FILE - Photo taken from video by Nigeria's Boko Haram terrorist network, and shows their leader Abubakar Shekau.

The leader of Nigerian extremist group Boko Haram has apparently re-emerged in a new recording, declaring he is still in charge of the sect that has laid waste to a portion of Nigeria’s northeast and prompted an international military response.

When Abubakar Shekau wants to send a message, he usually does so on video and with bombast. But his latest message features none of the armed, masked men or piles of ammunition that are typical of his videos.

Rather, Shekau’s latest message is simply an audio recording.

Alive, in charge

Nonetheless, he makes clear in this message that he is alive and still in charge of Boko Haram.

That is at odds with recent statements made by Chadian President Idriss Deby, who said last week Shekau has been wounded and replaced by another commander as leader of the Islamist militant group.

Deby also claimed the group was open to negotiating with Nigeria’s government.

Bawa Abdullahi Wase, security analyst and associate at the Nigeria-based Network for Justice, said Shekau’s recording is evidence of a split in the group.

“He has the fear of his colleagues that they have now left him on his own," Wase said. "That is the commanders. And he has the fear of the government.”

Shekau’s fate has long been disputed.
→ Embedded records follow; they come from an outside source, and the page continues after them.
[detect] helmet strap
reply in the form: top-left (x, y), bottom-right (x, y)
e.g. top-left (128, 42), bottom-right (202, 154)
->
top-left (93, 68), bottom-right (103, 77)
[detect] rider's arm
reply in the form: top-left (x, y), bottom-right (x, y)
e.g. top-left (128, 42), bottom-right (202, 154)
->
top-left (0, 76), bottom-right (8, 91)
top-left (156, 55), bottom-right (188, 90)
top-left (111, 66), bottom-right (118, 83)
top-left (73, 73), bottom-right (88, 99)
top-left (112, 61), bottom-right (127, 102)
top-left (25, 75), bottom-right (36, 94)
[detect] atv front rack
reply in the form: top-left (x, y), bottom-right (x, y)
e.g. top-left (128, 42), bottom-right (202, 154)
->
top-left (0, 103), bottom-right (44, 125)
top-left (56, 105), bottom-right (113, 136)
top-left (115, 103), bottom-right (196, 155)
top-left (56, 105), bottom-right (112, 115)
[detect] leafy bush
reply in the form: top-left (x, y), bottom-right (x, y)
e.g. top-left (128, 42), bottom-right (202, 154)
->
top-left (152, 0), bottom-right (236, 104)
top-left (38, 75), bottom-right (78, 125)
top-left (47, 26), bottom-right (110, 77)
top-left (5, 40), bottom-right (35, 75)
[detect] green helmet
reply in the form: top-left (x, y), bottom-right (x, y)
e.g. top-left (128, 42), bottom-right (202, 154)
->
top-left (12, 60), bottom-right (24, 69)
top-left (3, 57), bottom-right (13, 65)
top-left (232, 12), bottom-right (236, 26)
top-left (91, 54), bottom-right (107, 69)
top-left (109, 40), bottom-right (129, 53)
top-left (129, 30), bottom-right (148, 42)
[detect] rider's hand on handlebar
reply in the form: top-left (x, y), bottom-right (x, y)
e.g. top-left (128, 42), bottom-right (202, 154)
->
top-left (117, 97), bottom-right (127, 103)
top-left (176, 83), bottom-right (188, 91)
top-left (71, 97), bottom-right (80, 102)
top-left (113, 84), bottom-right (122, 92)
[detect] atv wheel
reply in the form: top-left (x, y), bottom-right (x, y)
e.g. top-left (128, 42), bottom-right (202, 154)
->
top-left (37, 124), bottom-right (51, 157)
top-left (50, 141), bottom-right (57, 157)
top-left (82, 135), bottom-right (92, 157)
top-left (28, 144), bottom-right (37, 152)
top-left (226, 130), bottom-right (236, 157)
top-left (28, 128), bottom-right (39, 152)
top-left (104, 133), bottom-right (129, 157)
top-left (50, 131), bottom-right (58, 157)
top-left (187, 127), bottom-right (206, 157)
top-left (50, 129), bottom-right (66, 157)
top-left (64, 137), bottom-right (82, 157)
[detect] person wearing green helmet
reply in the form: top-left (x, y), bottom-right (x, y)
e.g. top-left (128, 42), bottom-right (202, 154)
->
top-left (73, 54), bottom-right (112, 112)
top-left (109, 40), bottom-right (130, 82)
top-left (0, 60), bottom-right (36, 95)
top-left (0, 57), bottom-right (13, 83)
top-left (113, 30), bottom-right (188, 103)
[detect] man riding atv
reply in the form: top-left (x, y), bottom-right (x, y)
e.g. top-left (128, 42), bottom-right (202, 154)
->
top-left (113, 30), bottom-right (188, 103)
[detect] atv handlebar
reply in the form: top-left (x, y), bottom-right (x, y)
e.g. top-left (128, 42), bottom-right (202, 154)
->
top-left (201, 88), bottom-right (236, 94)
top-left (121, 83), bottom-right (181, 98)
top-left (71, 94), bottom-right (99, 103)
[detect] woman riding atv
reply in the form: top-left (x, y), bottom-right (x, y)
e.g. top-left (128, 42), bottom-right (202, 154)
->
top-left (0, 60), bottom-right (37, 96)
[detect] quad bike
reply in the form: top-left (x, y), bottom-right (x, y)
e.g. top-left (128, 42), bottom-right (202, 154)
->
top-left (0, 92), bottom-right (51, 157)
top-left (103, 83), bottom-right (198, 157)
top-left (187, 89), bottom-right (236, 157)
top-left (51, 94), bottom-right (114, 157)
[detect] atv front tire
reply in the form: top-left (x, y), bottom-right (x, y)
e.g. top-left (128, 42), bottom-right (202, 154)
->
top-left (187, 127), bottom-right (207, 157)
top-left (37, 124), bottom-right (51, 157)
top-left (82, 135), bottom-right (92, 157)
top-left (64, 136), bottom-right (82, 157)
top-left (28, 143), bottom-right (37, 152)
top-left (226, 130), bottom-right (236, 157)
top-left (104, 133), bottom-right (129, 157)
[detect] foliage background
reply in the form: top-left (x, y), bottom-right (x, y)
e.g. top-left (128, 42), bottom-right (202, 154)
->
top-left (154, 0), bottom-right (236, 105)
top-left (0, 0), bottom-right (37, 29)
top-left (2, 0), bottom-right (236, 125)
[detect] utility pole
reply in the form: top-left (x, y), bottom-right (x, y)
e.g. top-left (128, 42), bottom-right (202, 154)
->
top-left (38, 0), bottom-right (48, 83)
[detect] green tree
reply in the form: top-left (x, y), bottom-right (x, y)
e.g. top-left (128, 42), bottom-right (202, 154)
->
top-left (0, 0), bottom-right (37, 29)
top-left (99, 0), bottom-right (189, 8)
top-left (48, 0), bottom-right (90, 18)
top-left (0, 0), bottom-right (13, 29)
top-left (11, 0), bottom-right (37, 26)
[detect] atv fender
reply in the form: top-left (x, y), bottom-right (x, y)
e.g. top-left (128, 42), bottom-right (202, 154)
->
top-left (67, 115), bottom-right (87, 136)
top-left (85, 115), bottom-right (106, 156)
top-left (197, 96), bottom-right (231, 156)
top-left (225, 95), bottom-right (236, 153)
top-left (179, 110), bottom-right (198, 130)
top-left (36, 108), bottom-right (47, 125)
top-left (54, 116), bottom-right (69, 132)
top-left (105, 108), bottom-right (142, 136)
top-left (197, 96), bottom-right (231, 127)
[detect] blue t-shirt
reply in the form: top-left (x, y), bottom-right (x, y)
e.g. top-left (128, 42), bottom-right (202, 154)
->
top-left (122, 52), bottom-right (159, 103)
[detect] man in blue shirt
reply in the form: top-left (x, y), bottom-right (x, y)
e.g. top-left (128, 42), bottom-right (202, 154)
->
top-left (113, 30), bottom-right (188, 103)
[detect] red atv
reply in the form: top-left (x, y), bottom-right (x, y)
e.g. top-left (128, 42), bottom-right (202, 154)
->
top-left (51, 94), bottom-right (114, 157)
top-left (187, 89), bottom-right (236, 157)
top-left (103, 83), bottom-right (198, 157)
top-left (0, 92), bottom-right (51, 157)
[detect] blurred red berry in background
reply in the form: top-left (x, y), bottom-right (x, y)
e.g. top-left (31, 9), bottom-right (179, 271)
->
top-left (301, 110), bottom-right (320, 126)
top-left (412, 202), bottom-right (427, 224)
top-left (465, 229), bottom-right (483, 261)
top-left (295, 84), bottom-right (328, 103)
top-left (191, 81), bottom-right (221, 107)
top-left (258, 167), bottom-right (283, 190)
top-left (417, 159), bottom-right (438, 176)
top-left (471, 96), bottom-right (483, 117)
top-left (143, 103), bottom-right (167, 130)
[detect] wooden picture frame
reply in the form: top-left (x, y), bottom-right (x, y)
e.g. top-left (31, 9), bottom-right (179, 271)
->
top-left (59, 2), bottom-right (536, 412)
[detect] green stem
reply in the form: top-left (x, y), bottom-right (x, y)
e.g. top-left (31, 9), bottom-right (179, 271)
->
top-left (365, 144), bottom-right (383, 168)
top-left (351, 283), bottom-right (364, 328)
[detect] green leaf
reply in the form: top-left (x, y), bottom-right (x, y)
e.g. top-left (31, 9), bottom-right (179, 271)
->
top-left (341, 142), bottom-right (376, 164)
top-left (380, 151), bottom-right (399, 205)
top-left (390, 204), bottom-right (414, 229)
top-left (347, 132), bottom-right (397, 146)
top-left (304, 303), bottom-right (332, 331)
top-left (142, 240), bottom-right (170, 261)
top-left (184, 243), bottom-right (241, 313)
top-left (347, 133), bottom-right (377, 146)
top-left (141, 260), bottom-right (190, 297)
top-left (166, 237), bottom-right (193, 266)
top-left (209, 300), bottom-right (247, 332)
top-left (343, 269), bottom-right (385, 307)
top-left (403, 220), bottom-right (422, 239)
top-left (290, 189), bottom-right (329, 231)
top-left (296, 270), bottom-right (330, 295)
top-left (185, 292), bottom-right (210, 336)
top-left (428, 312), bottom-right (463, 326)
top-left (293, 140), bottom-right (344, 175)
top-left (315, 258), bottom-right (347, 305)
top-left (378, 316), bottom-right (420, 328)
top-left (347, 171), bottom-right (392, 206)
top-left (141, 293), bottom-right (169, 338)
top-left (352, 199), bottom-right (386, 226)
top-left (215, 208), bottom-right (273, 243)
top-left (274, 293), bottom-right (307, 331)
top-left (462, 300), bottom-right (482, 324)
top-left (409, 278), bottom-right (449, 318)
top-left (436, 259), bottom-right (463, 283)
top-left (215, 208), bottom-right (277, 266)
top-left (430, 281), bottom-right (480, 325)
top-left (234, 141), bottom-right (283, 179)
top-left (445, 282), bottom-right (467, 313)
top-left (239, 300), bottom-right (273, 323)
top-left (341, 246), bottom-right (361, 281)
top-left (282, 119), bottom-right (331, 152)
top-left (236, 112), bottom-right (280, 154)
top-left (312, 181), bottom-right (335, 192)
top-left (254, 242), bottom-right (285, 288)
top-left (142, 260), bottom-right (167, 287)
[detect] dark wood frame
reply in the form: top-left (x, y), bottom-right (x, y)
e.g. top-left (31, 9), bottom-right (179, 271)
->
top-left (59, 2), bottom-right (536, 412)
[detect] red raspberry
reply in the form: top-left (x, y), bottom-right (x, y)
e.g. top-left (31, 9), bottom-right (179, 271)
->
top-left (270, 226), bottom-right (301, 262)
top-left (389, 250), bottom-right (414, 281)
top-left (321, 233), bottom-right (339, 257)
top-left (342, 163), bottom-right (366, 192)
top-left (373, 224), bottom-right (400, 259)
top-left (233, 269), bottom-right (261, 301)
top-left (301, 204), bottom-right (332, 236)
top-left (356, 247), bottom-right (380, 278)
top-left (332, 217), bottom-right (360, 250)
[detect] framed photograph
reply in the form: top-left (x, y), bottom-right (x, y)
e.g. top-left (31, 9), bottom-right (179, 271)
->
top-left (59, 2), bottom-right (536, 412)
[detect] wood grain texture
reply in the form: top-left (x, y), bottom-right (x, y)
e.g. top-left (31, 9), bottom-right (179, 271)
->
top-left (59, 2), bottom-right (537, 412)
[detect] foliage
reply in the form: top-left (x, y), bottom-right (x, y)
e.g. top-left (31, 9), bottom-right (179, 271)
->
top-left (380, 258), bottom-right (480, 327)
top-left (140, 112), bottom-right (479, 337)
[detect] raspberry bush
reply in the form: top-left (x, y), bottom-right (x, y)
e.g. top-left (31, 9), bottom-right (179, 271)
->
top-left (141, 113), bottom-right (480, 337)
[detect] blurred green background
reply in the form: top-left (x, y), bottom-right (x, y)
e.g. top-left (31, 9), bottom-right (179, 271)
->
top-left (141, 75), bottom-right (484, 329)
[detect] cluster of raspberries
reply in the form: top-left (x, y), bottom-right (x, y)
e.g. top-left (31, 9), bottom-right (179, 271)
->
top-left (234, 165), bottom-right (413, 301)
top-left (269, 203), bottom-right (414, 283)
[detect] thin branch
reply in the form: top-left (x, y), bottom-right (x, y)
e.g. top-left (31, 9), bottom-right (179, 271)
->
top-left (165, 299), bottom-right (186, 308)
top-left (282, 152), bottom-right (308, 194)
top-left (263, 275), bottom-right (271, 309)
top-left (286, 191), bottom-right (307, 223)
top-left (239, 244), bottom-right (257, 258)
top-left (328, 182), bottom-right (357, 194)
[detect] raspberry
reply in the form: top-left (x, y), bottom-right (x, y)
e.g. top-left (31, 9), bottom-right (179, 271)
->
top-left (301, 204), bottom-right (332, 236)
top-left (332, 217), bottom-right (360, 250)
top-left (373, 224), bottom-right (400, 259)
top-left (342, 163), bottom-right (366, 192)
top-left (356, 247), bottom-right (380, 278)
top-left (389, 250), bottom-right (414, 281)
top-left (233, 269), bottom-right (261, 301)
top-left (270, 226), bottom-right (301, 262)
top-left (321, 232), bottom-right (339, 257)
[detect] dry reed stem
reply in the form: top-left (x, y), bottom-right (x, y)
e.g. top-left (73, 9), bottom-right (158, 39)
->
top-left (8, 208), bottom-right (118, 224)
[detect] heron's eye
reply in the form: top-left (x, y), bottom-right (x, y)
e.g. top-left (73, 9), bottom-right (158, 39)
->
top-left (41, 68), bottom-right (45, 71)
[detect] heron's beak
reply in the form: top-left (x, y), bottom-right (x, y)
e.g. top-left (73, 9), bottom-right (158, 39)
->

The Nigerian military has previously claimed to have killed him, only to see Shekau reemerge on camera.

But while the group has kept releasing videos in recent months, Shekau has not appeared since February.

Sounds subdued

Wase said Shekau sounds subdued in the recording, perhaps an indication that he had to flee or was wounded in the ongoing fighting between the militaries of Nigeria and its neighbors against the insurgents.

Shekau "would not want people to see him in physical disability," he said. "He would not want people to see some signs of him that he was injured.”

A task force of troops from Nigeria, Chad, Cameroon, Niger and Benin is expected to soon deploy against the extremists.

The group has killed, at minimum, several hundred people since Nigerian President Muhammadu Buhari took office at the end of May.